Recommender systems play a crucial role in mitigating the problem of information overload by suggesting users' personalized items or services. The vast majority of traditional recommender systems consider the recommendation procedure as a static process and make recommendations following a fixed strategy. In this paper, we propose a novel recommender system with the capability of continuously improving its strategies during the interactions with users. We model the sequential interactions between users and a recommender system as a Markov Decision Process (MDP) and leverage Reinforcement Learning (RL) to automatically learn the optimal strategies via recommending trial-and-error items and receiving reinforcements of these items from users' feedbacks.
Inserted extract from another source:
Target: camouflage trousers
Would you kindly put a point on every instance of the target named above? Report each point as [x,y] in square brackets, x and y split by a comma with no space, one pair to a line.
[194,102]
In particular, we introduce an online user-agent interacting environment simulator, which can pre-train and evaluate model parameters offline before applying the model online. Moreover, we validate the importance of list-wise recommendations during the interactions between users and agent, and develop a novel approach to incorporate them into the proposed framework LIRD for list-wide recommendations. The experimental results based on a real-world e-commerce dataset demonstrate the effectiveness of the proposed framework.